Athens is eager to see what attitude Washington will adopt towards Turkey’s aggressive stance in the region and the rifts it is causing in NATO.
A first indication of Washington’s stance toward Ankara was given in the remarks by US Secretary of State nominee Antony Blinken regarding the alignment of Turkey with strategic rival Russia via its purchase of the S-400 weapons systems. Moreover, the atmosphere in the Senate is not expected to be positive for Turkish President Recep Tayyip Erdogan given that Senator Bob Menendez, one of the pioneers of the expulsion of Turkey from the F-35 program, will chair the Foreign Relations Committee.
What Athens also expects is that the US, which in recent months had assigned this role to Germany, will return to the position of navigator in chief of stability in the region.

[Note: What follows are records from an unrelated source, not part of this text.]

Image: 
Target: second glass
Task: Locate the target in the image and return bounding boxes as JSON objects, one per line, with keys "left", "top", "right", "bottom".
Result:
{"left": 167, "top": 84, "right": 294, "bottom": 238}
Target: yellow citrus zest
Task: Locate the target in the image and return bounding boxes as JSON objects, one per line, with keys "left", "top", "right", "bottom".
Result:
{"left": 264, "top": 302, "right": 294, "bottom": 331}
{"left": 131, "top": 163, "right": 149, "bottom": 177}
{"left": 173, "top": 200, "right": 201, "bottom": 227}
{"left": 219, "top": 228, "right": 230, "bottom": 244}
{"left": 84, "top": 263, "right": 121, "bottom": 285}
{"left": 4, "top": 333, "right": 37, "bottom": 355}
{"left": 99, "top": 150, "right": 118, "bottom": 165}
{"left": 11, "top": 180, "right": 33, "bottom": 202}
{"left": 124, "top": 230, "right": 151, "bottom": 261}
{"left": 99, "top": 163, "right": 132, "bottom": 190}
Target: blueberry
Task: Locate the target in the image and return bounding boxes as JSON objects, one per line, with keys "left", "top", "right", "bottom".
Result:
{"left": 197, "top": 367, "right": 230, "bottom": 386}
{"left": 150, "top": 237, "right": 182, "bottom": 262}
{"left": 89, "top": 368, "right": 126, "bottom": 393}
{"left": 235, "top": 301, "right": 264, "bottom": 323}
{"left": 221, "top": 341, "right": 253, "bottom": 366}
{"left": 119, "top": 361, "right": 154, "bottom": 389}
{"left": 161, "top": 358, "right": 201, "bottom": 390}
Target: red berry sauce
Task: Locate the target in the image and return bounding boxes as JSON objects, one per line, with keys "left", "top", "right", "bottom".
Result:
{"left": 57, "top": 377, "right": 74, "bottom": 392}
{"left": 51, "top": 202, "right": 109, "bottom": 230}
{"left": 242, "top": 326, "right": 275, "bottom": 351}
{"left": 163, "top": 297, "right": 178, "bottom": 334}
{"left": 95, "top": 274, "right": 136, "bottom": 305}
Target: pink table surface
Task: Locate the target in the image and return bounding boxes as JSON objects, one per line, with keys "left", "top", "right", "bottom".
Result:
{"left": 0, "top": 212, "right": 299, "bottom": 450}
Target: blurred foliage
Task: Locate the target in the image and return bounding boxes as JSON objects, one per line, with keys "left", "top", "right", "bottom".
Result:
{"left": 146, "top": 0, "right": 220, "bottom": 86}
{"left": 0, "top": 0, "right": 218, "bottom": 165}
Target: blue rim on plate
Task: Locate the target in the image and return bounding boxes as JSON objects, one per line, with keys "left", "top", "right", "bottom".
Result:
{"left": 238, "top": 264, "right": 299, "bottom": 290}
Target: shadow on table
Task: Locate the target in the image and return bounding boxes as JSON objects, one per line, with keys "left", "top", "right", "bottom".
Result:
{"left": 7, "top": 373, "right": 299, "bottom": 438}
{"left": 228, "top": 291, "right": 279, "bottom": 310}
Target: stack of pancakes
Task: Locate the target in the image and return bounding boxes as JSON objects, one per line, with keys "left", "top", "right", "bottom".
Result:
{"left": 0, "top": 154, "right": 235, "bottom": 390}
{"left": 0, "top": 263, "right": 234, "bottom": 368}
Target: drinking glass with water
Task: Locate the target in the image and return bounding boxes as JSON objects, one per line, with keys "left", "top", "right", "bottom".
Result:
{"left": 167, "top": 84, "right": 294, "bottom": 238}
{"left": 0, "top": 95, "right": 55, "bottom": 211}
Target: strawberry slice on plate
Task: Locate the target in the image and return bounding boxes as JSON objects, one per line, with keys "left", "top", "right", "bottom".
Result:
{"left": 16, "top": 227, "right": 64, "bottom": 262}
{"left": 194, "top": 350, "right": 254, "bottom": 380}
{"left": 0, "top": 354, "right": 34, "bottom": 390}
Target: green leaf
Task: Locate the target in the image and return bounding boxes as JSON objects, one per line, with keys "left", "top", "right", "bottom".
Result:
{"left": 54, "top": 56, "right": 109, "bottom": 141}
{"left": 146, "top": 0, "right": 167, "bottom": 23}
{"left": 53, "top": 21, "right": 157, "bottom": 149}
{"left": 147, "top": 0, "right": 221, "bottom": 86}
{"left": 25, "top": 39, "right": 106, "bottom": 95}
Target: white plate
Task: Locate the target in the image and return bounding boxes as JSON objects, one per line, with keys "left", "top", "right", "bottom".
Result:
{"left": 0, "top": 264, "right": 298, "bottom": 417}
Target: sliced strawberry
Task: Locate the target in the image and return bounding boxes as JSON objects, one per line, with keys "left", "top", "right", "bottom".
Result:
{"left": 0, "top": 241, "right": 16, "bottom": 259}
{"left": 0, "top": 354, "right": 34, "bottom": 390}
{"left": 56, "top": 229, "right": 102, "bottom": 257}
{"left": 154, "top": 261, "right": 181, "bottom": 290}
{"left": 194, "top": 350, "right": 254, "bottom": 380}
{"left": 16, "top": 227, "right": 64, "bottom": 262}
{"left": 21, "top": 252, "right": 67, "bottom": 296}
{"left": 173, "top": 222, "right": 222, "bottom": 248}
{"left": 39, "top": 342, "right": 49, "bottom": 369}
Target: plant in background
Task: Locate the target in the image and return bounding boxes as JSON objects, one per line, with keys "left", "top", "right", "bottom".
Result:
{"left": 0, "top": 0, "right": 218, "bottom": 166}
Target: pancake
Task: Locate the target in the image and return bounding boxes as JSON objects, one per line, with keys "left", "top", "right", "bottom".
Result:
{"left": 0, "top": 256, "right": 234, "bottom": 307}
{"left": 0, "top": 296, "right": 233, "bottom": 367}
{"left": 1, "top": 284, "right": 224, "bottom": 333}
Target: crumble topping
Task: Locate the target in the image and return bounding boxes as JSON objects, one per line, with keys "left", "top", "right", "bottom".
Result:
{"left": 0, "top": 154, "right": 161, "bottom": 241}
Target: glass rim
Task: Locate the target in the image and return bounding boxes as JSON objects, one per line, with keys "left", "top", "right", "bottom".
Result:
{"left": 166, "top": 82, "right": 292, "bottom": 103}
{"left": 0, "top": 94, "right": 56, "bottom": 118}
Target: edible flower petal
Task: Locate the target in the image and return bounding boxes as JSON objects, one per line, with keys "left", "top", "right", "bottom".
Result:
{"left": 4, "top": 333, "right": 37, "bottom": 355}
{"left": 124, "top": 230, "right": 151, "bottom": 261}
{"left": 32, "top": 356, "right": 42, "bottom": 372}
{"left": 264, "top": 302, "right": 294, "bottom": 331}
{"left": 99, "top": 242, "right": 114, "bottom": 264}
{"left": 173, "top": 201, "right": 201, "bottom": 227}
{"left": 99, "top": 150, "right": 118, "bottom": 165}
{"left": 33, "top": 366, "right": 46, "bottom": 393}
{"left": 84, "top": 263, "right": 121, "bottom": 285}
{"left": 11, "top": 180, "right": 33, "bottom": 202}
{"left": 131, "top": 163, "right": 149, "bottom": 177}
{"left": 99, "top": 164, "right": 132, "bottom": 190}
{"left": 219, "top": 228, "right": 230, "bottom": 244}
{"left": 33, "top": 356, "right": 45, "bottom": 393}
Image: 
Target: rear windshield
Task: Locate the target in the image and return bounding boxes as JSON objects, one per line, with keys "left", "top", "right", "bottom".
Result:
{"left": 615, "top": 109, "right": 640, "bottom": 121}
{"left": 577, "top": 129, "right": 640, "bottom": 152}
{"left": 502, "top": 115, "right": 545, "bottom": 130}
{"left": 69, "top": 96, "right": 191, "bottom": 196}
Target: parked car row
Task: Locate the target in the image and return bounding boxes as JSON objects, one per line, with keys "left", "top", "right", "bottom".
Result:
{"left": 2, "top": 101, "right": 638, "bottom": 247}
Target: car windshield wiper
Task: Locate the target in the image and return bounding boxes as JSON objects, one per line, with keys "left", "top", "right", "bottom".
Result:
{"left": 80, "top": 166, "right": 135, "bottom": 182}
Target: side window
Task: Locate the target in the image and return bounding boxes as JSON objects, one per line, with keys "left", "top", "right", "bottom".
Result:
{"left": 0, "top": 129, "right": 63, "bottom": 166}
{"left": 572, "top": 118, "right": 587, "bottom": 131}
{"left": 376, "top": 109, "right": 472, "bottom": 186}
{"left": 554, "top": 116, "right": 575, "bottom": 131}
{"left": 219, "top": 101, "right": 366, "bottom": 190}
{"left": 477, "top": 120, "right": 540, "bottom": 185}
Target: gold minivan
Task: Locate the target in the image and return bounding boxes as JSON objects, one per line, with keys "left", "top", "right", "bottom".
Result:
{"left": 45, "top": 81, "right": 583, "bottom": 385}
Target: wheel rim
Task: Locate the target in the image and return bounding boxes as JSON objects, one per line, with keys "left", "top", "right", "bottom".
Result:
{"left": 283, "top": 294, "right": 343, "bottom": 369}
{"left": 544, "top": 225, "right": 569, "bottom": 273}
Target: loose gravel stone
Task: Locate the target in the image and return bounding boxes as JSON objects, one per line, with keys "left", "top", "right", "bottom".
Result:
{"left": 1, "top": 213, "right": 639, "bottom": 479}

Symbolically, officials in Athens would like to see a visit to Washington by Prime Minister Kyriakos Mitsotakis as early as March, to coincide with the celebrations of the bicentennial of the Greek Revolution.
The first issue to be wrapped up between Athens and Washington is the renewal of the Mutual Defense Cooperation Agreement (MDCA). The American side has already submitted an extensive list of sites (Greek bases) where it believes there can be an expansion of infrastructure for use by the US Armed Forces.
The Greek side is drawing up its own list in order to find common ground. Athens also wants to discuss a program worth 5 billion euros by the Navy for the supply of new frigates and the upgrading of older ones.